Further studies should incorporate a more intricate pancreatic cellular organization. In terms of the cell-intrinsic ability, the transcriptomic profile of human pancreatic microvascular endothelial cells (hPanc Endothelial) was compared with that of HUVECs80. Principal component analysis of the HUVECs transcriptomes revealed a profile similar to that of hPanc Endothelial, indicating the suitability of HUVECs for mimicking pancreatic ECs and forming vascular niches. However, to ensure clinical translatability of pancreatic models encompassing ECs, pancreatic tissue-specific endothelial cell heterogeneity must be considered81. Furthermore, in the native islet niche, pericytes cover 40% of the microvasculature and are crucial in regulating local blood flow to ensure proper insulin release into the circulation82. Although our study did not specifically investigate the presence of pericytes within the vasculature of our bioprinted HICA-V model or their effect on the hormonal output of HICA-V, further studies are needed to elucidate the detailed composition of the islet vasculature and its metabolic impact. Moreover, nerve cells play a significant role in regulating pancreatic hormone secretion, thereby generating neuronal signals to suppress insulin secretion and counteract hypoglycemia83. Specifically, most sympathetic axons that penetrate islets, interact with contractile smooth muscle cells of vessels within the islets, and regulate local circulation, influencing hormone secretion84,85. Using more complex engineered HICA-V with pancreatic innervation could pave the way for therapeutic approaches that consider the connection between local blood flow control via innervation and subsequent insulin release. In this study, we verified whether HICA-V could simulate the response to diabetes, particularly hyperglycemia, which is deeply associated with endocrine tissue, and conducted drug testing to validate whether we could accurately reproduce physiologically relevant phenomena.
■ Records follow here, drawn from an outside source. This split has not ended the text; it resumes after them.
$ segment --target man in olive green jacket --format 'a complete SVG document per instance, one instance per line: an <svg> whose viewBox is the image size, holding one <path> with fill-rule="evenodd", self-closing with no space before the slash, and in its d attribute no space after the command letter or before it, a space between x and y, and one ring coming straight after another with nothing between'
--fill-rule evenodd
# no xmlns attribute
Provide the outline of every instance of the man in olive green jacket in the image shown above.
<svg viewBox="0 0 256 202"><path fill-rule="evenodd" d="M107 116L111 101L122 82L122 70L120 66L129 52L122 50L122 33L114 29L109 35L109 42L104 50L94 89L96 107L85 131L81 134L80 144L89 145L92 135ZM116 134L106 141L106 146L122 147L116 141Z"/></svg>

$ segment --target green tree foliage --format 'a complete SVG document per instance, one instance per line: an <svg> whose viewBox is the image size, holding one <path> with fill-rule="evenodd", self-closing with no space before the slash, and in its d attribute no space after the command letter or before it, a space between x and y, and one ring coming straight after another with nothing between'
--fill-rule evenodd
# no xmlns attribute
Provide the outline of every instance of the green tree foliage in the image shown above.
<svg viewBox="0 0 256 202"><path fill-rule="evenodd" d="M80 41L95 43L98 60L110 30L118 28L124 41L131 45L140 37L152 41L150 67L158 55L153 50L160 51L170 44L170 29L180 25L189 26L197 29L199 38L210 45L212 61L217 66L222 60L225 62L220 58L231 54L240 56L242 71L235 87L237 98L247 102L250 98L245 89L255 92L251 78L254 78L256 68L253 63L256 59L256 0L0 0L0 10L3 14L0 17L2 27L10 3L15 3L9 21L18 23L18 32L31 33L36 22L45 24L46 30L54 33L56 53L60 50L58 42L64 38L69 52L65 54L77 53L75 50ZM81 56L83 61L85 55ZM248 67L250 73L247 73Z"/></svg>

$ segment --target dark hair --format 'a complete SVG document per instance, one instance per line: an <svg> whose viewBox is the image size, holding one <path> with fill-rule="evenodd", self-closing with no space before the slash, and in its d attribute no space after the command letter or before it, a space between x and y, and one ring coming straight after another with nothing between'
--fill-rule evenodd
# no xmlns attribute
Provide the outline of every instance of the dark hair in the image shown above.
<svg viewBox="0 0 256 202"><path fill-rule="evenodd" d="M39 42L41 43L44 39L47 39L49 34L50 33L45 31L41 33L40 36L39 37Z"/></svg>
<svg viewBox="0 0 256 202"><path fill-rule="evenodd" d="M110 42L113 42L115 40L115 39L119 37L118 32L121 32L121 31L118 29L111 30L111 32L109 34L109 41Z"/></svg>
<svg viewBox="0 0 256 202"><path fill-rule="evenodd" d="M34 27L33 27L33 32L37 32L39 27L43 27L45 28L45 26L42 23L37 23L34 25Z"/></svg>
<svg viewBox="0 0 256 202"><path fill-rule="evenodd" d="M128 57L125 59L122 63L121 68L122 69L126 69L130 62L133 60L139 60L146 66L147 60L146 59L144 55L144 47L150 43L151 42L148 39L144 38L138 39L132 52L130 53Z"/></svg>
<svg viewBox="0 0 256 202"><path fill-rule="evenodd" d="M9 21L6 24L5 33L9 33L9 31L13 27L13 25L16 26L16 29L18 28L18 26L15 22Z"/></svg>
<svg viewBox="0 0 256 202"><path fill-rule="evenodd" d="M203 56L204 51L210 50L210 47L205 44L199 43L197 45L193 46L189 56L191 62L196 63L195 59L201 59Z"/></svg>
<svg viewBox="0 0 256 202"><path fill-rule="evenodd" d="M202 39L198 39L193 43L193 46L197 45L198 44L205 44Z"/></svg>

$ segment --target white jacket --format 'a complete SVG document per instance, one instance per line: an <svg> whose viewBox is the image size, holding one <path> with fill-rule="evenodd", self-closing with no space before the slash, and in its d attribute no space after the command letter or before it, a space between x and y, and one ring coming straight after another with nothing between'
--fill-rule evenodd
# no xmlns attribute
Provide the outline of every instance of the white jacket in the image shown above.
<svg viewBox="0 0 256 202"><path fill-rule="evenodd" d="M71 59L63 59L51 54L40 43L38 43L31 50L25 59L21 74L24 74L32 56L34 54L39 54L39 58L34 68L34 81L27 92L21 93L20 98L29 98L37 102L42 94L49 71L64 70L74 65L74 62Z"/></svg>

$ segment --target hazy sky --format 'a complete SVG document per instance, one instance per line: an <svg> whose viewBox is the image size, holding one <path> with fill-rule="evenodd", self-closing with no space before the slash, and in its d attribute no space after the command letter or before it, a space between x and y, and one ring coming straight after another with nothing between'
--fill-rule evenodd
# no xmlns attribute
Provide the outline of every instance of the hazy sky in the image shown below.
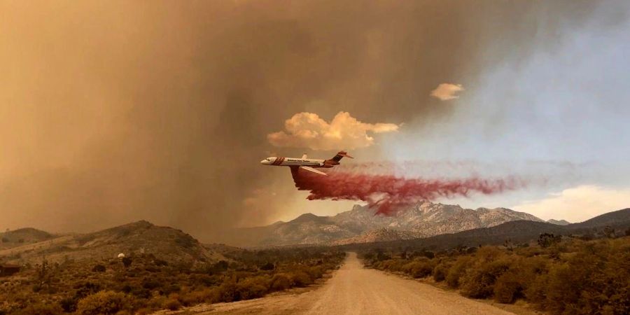
<svg viewBox="0 0 630 315"><path fill-rule="evenodd" d="M332 214L352 202L309 202L258 161L337 146L348 163L422 161L418 176L468 161L444 172L550 178L444 202L569 220L630 206L629 6L0 1L0 228L146 219L213 239Z"/></svg>

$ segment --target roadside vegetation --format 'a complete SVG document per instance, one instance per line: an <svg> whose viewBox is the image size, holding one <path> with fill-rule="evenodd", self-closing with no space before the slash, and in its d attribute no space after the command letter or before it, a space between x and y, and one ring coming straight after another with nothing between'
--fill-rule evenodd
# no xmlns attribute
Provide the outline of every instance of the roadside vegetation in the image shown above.
<svg viewBox="0 0 630 315"><path fill-rule="evenodd" d="M554 314L621 315L630 314L630 230L623 234L542 234L534 244L506 240L438 253L373 249L362 256L368 267L442 284L468 298L522 300Z"/></svg>
<svg viewBox="0 0 630 315"><path fill-rule="evenodd" d="M153 255L46 260L0 278L0 314L130 314L232 302L313 284L345 254L330 248L234 251L225 260L169 263Z"/></svg>

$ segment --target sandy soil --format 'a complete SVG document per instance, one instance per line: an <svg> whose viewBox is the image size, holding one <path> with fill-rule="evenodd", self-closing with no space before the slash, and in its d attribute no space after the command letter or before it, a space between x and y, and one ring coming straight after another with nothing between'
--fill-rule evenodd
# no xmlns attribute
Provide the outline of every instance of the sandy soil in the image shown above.
<svg viewBox="0 0 630 315"><path fill-rule="evenodd" d="M488 303L416 281L365 269L356 254L323 286L306 292L200 305L188 314L510 314Z"/></svg>

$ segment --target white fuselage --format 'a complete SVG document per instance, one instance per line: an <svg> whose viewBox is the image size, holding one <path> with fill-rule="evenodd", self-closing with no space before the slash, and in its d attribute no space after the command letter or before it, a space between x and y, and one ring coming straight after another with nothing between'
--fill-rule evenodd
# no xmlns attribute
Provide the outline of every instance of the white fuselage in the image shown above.
<svg viewBox="0 0 630 315"><path fill-rule="evenodd" d="M324 166L326 160L302 159L300 158L283 158L270 157L262 161L263 165L274 166L305 166L311 167L321 167Z"/></svg>

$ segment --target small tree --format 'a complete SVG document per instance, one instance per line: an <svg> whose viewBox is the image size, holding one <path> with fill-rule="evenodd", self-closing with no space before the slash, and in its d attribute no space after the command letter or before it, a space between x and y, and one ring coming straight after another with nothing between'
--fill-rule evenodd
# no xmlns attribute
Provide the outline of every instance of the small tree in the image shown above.
<svg viewBox="0 0 630 315"><path fill-rule="evenodd" d="M36 281L35 290L41 290L44 286L50 288L50 268L48 267L48 260L46 257L42 258L41 264L37 265Z"/></svg>
<svg viewBox="0 0 630 315"><path fill-rule="evenodd" d="M604 227L603 233L604 236L609 239L615 238L615 229L613 229L610 225L606 225L606 227Z"/></svg>
<svg viewBox="0 0 630 315"><path fill-rule="evenodd" d="M542 248L547 248L556 243L559 243L562 239L560 235L554 235L553 233L542 233L538 237L538 245Z"/></svg>

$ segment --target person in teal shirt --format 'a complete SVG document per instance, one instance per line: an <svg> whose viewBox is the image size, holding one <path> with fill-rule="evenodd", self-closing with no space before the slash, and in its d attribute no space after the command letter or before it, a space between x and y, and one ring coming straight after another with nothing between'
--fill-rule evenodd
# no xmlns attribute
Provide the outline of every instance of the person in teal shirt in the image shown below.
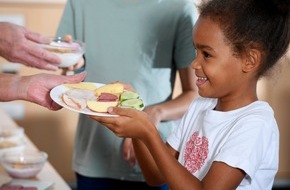
<svg viewBox="0 0 290 190"><path fill-rule="evenodd" d="M197 95L190 67L196 18L191 0L68 0L57 35L85 43L85 81L131 84L165 141ZM182 93L173 99L177 71ZM145 183L130 138L116 137L83 114L73 169L79 190L167 189Z"/></svg>

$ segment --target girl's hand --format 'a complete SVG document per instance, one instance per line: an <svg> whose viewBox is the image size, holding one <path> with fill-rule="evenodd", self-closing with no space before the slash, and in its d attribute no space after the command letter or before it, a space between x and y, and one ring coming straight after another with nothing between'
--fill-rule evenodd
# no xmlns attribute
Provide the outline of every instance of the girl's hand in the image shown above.
<svg viewBox="0 0 290 190"><path fill-rule="evenodd" d="M135 109L110 107L108 113L118 117L89 116L105 125L118 137L146 138L151 130L156 130L147 113Z"/></svg>
<svg viewBox="0 0 290 190"><path fill-rule="evenodd" d="M123 142L123 155L124 159L127 160L131 167L134 167L137 159L131 138L124 138Z"/></svg>

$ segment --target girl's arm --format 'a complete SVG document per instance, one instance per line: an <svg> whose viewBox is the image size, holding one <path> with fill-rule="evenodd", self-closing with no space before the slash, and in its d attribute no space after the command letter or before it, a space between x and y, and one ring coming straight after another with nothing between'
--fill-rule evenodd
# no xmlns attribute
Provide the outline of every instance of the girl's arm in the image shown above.
<svg viewBox="0 0 290 190"><path fill-rule="evenodd" d="M245 173L222 162L213 162L206 176L199 180L178 161L178 152L165 145L145 112L109 108L109 113L119 117L90 116L108 127L119 137L130 137L145 176L150 185L167 183L171 190L233 190Z"/></svg>

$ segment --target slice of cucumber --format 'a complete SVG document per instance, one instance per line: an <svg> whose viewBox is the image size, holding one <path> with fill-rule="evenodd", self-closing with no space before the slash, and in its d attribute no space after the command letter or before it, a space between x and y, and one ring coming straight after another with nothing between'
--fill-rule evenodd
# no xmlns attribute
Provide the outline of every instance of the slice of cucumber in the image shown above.
<svg viewBox="0 0 290 190"><path fill-rule="evenodd" d="M123 102L125 100L129 100L129 99L138 99L139 98L139 94L136 92L132 92L132 91L124 91L121 95L120 95L120 102Z"/></svg>
<svg viewBox="0 0 290 190"><path fill-rule="evenodd" d="M138 109L141 110L144 107L143 101L142 99L128 99L128 100L124 100L120 103L119 107L121 108L134 108L134 109Z"/></svg>

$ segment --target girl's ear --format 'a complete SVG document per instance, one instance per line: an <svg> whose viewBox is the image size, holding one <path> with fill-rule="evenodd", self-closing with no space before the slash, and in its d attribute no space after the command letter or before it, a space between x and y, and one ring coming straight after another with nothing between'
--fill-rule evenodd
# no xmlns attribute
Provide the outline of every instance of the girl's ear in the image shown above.
<svg viewBox="0 0 290 190"><path fill-rule="evenodd" d="M245 58L245 62L242 66L243 72L253 72L260 68L261 64L261 52L257 49L250 49Z"/></svg>

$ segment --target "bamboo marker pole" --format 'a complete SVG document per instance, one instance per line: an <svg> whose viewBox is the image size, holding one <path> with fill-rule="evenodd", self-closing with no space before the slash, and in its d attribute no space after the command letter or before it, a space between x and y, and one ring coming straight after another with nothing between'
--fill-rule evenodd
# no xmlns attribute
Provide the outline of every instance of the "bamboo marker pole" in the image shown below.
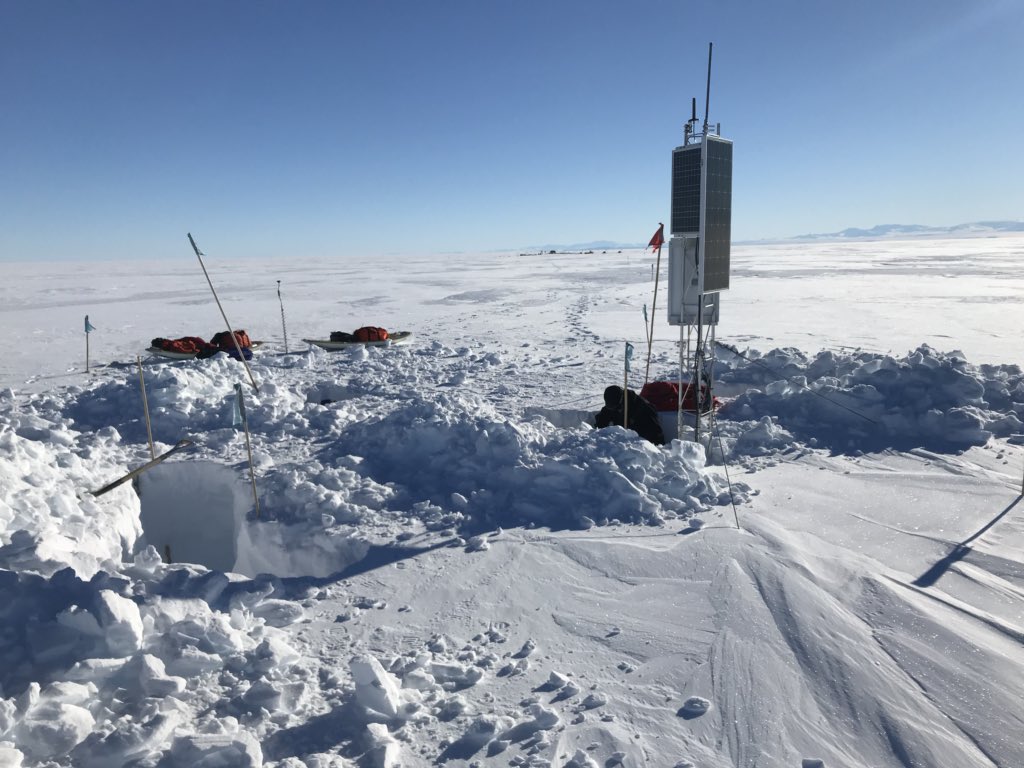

To study deeper pathophysiological phenomena in the peri-islet niche, combining both endocrine and exocrine niches will provide valuable insights into the interaction between islet cells and acinar and ductal cells, which is also crucial in diabetes research.

Although there is a significant need to gain a deeper understanding of the coordinated interactions between islets and the vasculature, particularly in the context of hyperglycemia, and metabolic disorders such as diabetes, only a few relevant studies have been conducted to develop islet-vasculature models21,86,87. Indeed, diabetes is accompanied by inflammation, characterized by elevated expression levels of pro-inflammatory cytokines, along with blood vessel pathologies, such as reduced capillary densities and upregulation of vascular cell adhesion molecules88,89,90. These conditions result in impaired functional coordination between the islet and vasculature, leading to deterioration in the glucose responsiveness of islets36. Previous antidiabetic drug testing platforms based on 3D culture systems, such as microfluidic devices and encapsulation systems, have focused primarily on β cell functions while often overlooking the complex interactions between islets and their peripheral niche67,91,92. We expected that HICA-V would represent the inevitable functional relationship between islets and the vasculature, which should be considered for implementing realistic diabetic conditions, in both healthy and dysfunctional phenotypes. In this study, HICA-V reproduced pathophysiologically relevant responses, such as the upregulation of inflammation and vascular adhesion proteins under hyperglycemic conditions and restoration of insulin secretory functions after antidiabetic drug treatment71,72,93,94,95. Furthermore, pharmacological effects of the combination of Empa and Met, which concurrently target ECs and β cells, were convincingly demonstrated using HICA-V. These findings suggest that HICA-V further enables the evaluation of pharmacological interventions targeting both β cells and ECs, thus allowing the investigation of the islet-specific niche in the context of diabetic therapeutics.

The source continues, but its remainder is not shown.